Diagnosis and differential diagnosis of malignant pericardial effusion in the elderly

diagnosis

According to medical history, physical examination and laboratory examination, malignant pericardial effusion should first be associated with pericardial effusion in patients with malignant tumors, and tumor cells can be found in effusion. Bloody pericardial effusion is often easy to find tumor cells, but attention should be paid to false negatives. In some cases, sometimes it is difficult to obtain cytological diagnosis in some cases, especially in patients with lymphoma and leukemia, and some patients with lymphoma who have undergone mediastinal radiotherapy may present with late leakage constrictive pericarditis, according to Applefeld et al. (1981).
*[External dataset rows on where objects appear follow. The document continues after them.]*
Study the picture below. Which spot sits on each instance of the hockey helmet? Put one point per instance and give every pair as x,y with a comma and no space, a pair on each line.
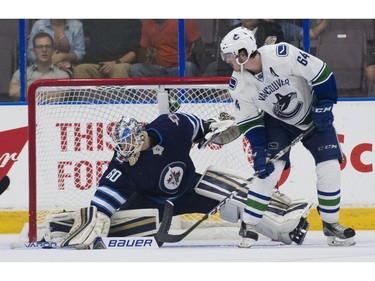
129,136
236,40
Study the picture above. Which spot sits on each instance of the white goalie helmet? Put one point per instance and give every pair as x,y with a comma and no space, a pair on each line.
129,136
236,40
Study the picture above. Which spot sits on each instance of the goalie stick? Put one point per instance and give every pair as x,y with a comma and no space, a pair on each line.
163,236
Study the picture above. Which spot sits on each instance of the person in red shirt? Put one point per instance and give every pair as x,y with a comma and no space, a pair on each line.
158,55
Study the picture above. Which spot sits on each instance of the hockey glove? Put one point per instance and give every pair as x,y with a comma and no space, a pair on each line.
322,114
261,162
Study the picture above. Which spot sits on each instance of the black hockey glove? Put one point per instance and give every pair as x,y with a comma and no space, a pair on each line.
322,114
261,166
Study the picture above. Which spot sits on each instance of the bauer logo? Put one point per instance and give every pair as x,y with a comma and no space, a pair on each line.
125,243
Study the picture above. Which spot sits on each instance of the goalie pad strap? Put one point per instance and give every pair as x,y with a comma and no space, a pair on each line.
278,221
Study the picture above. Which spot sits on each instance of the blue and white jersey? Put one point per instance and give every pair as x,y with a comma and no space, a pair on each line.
164,171
284,88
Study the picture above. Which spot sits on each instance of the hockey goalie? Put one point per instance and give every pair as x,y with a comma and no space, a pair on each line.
150,165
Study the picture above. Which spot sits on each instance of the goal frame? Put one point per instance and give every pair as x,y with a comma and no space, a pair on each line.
86,82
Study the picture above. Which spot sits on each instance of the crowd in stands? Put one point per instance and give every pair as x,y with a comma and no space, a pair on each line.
123,48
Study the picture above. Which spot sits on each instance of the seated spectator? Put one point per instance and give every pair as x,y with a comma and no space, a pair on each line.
293,32
370,80
265,33
69,41
159,49
43,68
111,47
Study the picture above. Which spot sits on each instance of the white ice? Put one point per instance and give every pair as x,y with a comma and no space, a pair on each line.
216,259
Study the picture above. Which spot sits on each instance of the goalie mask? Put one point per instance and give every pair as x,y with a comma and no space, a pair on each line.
236,40
129,136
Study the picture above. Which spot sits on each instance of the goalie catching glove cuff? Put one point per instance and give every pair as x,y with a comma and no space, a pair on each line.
220,132
262,166
322,114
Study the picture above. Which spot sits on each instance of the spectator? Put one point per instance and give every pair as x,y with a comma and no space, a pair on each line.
69,43
159,49
265,33
293,32
111,47
370,80
43,68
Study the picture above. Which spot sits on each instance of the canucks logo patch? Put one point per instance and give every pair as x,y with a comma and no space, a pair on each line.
282,50
233,83
283,104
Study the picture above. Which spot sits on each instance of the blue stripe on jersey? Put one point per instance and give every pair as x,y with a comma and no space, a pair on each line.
253,214
260,196
107,200
329,193
320,209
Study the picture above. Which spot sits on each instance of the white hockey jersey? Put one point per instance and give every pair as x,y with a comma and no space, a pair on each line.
283,89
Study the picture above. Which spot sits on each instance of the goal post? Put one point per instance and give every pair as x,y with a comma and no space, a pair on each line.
70,127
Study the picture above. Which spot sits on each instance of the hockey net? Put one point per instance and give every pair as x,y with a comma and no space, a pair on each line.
71,121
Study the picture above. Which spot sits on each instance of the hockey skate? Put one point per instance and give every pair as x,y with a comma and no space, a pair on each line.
299,233
338,235
248,237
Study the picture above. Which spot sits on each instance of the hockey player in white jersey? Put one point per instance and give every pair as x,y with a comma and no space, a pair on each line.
280,91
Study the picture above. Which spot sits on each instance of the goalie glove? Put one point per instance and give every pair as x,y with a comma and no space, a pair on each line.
322,114
262,166
221,131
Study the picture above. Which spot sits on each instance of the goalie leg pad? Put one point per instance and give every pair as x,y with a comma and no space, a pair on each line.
88,225
140,222
282,221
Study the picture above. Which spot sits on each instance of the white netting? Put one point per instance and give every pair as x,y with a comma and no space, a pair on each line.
73,127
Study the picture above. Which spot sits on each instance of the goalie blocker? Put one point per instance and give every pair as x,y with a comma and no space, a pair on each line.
284,219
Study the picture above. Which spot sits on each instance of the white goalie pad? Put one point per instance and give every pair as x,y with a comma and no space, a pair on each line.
89,224
140,222
281,218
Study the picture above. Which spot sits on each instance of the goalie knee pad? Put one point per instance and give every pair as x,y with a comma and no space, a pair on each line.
284,220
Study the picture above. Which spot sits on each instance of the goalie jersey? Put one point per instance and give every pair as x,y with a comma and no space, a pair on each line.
164,171
285,88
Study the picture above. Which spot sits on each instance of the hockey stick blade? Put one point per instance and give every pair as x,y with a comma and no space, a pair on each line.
4,183
163,236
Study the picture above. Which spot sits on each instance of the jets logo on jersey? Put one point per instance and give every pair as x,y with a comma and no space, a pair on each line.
171,177
283,103
157,150
282,50
174,118
273,72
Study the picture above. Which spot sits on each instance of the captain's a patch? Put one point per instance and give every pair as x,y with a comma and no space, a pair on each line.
233,83
282,50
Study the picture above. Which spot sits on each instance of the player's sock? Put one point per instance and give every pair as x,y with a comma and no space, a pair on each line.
248,236
338,235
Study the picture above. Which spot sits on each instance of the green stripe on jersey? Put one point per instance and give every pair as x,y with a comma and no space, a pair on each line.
323,76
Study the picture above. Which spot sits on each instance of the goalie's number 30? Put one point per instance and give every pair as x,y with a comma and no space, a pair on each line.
114,175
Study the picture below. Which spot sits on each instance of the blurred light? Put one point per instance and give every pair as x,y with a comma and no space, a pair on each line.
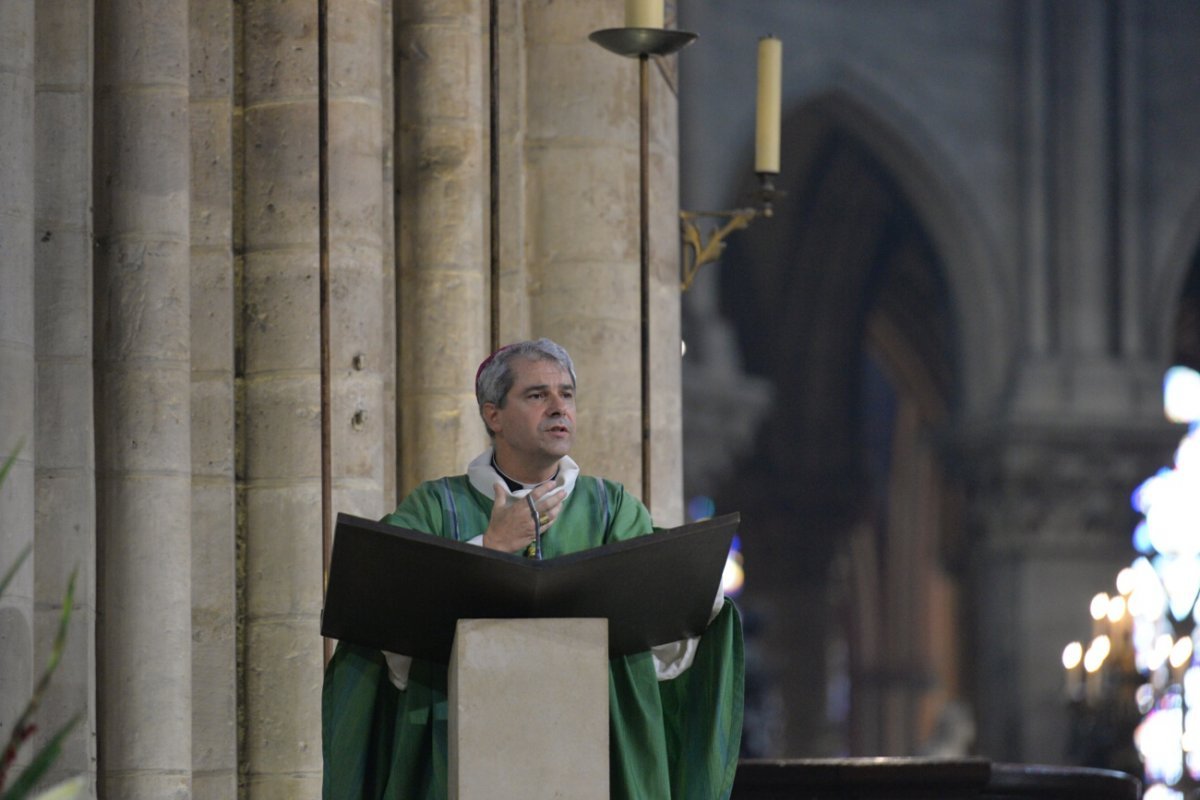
701,507
1097,653
1161,792
1145,698
1116,608
1158,655
1126,581
1141,539
1072,655
1158,740
1181,651
1181,395
733,577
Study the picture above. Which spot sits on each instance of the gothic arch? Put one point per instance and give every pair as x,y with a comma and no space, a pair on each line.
851,274
984,305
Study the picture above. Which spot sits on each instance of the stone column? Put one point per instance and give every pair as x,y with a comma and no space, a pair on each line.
441,143
66,452
211,46
281,389
17,372
1048,507
361,338
582,173
143,386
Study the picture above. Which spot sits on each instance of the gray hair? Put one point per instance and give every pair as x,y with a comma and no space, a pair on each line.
496,374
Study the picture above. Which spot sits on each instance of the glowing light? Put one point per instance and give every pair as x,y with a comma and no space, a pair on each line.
1181,579
1158,739
1181,651
1097,653
1116,608
733,576
1141,539
1181,395
1145,698
1072,655
1126,581
701,507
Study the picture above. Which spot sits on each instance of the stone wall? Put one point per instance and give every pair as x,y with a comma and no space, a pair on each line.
189,429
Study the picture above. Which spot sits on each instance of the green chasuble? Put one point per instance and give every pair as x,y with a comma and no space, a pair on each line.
677,738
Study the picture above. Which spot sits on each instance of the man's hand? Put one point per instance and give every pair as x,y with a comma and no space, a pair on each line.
511,527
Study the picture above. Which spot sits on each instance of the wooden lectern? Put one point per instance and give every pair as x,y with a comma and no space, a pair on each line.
527,642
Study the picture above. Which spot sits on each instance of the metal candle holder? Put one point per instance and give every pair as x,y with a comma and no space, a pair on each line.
702,251
642,43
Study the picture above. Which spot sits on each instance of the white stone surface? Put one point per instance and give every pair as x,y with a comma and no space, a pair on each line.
529,709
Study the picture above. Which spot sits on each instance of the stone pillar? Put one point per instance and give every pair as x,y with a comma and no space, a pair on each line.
442,146
281,389
143,383
211,48
1048,507
17,372
582,169
361,344
582,173
66,453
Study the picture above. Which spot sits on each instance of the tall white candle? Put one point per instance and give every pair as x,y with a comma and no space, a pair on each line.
643,13
771,65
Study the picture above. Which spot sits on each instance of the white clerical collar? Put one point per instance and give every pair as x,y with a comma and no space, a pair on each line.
483,475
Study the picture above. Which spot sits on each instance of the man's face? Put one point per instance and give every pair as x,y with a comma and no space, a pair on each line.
537,425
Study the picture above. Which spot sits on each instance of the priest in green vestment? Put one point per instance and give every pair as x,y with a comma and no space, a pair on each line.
675,710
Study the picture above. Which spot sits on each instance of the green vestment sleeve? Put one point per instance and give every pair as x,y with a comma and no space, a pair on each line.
669,739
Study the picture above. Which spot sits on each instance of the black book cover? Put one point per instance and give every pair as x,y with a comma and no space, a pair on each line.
405,591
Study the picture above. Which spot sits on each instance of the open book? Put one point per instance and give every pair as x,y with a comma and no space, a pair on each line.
405,591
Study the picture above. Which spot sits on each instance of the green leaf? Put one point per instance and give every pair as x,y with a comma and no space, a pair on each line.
10,461
41,763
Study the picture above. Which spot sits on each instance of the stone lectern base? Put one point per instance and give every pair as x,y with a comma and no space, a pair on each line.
529,709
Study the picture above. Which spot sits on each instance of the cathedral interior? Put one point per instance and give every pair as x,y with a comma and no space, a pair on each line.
252,252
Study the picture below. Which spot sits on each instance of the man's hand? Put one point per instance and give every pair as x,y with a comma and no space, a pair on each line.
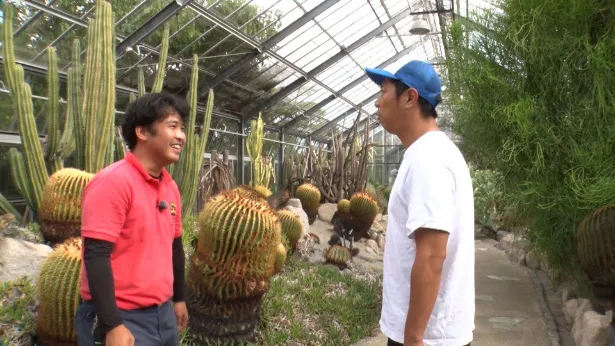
119,336
181,313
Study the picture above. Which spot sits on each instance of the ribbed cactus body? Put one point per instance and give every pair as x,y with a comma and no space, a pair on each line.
309,195
363,211
230,269
343,206
292,226
58,293
263,191
338,255
596,250
60,211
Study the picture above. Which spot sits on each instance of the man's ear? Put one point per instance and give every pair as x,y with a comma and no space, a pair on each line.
141,133
409,98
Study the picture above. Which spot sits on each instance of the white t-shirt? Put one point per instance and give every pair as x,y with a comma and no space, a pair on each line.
433,189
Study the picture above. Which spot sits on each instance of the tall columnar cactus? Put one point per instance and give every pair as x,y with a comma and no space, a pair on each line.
58,292
363,209
343,206
60,211
596,250
230,269
186,171
292,226
309,195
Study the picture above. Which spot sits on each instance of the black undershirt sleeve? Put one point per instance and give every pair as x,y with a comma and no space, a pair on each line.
179,282
97,262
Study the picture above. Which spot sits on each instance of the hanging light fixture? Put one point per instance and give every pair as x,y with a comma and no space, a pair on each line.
419,26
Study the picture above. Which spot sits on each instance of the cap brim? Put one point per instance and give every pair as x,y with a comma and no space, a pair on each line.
378,76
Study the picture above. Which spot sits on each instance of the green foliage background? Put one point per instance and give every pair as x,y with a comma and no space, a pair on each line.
534,88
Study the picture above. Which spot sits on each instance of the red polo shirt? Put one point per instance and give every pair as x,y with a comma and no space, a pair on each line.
120,205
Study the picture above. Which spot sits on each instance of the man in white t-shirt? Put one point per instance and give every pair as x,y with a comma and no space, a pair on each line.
428,289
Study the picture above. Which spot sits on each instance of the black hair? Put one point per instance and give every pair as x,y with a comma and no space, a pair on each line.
427,109
148,109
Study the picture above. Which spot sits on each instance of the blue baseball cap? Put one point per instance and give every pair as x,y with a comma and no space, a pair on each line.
415,74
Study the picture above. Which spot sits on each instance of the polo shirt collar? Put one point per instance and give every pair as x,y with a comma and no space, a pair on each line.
132,159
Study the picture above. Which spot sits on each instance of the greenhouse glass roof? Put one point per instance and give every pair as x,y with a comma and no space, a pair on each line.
297,62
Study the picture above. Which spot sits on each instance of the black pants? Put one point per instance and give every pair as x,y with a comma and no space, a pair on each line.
155,326
395,343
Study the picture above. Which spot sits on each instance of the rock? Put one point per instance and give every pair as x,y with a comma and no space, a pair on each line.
380,241
302,215
373,245
592,329
532,260
295,203
500,235
570,310
326,211
21,258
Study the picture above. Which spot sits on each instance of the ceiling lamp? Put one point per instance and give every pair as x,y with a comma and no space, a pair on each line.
419,26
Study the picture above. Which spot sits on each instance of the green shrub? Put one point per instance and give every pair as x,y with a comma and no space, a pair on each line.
532,93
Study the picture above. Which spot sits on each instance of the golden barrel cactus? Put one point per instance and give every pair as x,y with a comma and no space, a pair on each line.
58,293
230,269
596,250
343,206
309,195
292,226
60,211
363,211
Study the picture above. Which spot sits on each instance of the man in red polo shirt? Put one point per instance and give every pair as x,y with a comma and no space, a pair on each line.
133,286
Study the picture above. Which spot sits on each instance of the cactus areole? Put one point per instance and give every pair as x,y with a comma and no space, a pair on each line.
238,251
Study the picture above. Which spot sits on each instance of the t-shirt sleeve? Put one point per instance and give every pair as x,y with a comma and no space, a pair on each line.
104,207
431,199
178,216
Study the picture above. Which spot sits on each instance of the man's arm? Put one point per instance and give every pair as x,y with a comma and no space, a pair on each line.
430,221
425,277
97,262
179,268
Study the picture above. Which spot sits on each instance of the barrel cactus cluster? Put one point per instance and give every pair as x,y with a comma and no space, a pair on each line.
596,250
60,212
239,249
58,293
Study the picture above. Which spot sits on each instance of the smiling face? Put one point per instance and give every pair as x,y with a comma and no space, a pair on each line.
395,113
164,140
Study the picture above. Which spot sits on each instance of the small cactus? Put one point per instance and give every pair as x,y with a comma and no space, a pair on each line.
343,206
60,211
338,255
263,191
291,226
280,259
309,195
596,252
58,293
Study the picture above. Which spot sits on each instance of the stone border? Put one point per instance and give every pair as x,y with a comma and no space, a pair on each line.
544,288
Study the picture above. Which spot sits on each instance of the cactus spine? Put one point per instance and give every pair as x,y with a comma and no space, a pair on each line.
60,212
309,195
186,171
230,269
58,293
291,226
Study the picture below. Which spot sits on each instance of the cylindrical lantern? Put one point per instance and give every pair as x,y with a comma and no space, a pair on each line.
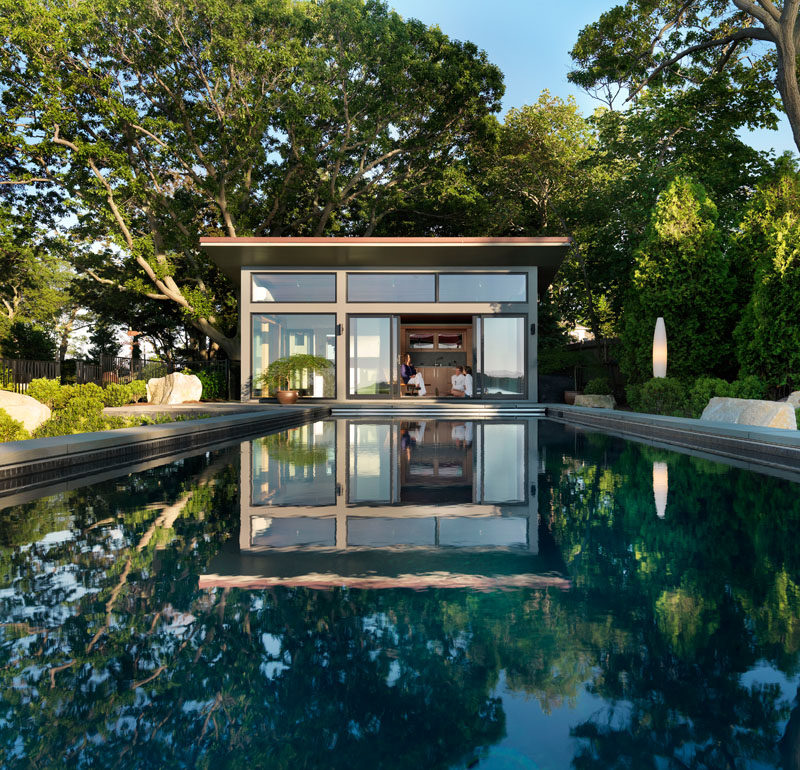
660,488
660,349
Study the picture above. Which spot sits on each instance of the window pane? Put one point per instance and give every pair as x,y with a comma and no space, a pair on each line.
504,356
297,467
391,287
504,463
370,463
278,336
294,287
482,287
370,356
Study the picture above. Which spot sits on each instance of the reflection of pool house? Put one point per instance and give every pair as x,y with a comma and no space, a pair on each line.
363,303
372,504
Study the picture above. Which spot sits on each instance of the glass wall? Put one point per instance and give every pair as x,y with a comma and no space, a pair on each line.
297,467
391,287
294,287
503,463
504,356
281,335
369,463
483,287
370,356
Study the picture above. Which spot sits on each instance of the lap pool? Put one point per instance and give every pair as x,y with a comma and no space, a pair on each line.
367,593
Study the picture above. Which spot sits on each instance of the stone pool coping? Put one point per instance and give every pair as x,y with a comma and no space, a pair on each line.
36,462
751,446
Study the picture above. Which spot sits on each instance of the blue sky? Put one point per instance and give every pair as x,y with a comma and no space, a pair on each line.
530,41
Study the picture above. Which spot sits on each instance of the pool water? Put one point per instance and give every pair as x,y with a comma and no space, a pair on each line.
394,594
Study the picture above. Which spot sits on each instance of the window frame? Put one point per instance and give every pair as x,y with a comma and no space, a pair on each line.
336,336
373,301
482,301
253,301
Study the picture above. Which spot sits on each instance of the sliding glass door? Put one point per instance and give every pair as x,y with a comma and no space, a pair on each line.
371,354
500,356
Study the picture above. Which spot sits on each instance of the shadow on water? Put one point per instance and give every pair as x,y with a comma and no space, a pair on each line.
387,595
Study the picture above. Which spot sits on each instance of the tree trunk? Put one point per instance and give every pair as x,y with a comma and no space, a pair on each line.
786,81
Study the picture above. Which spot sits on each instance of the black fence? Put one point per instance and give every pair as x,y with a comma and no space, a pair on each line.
220,378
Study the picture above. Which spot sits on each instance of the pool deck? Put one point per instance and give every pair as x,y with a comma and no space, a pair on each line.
748,446
43,461
25,465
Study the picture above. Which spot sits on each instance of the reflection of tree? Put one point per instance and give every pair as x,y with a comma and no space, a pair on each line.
112,655
690,603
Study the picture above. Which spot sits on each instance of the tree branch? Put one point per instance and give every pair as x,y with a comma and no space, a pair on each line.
754,33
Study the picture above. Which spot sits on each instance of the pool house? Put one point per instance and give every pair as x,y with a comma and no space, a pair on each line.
366,303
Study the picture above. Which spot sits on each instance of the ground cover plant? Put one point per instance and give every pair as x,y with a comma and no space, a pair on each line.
79,409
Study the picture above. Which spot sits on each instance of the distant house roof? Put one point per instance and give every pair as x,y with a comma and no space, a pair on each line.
232,254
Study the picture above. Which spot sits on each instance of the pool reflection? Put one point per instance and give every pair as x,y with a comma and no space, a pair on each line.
389,503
In Hodgkin's lymphoma, 31% of patients with pericardial radiotherapy have pericardial effusion associated with radiotherapy; and patients with lung cancer undergoing mediastinal radiotherapy have bloody but cytologically negative pericardial effusions, which are metastases. It is often difficult to identify the radiotherapy. It must be carefully identified and followed up after treatment. Radioactive pericarditis often occurs after the heart receives 35 to 40 Gy of radiotherapy. Acute radioactive pericarditis is often self-limiting and can be improved without leaving Constriction; chronic radioactive pericarditis can lead to pericardial constriction or pericardial tamponade.

Differential diagnosis

Malignant pericardial effusion should be differentiated from infectious and non-infective pericardial effusions.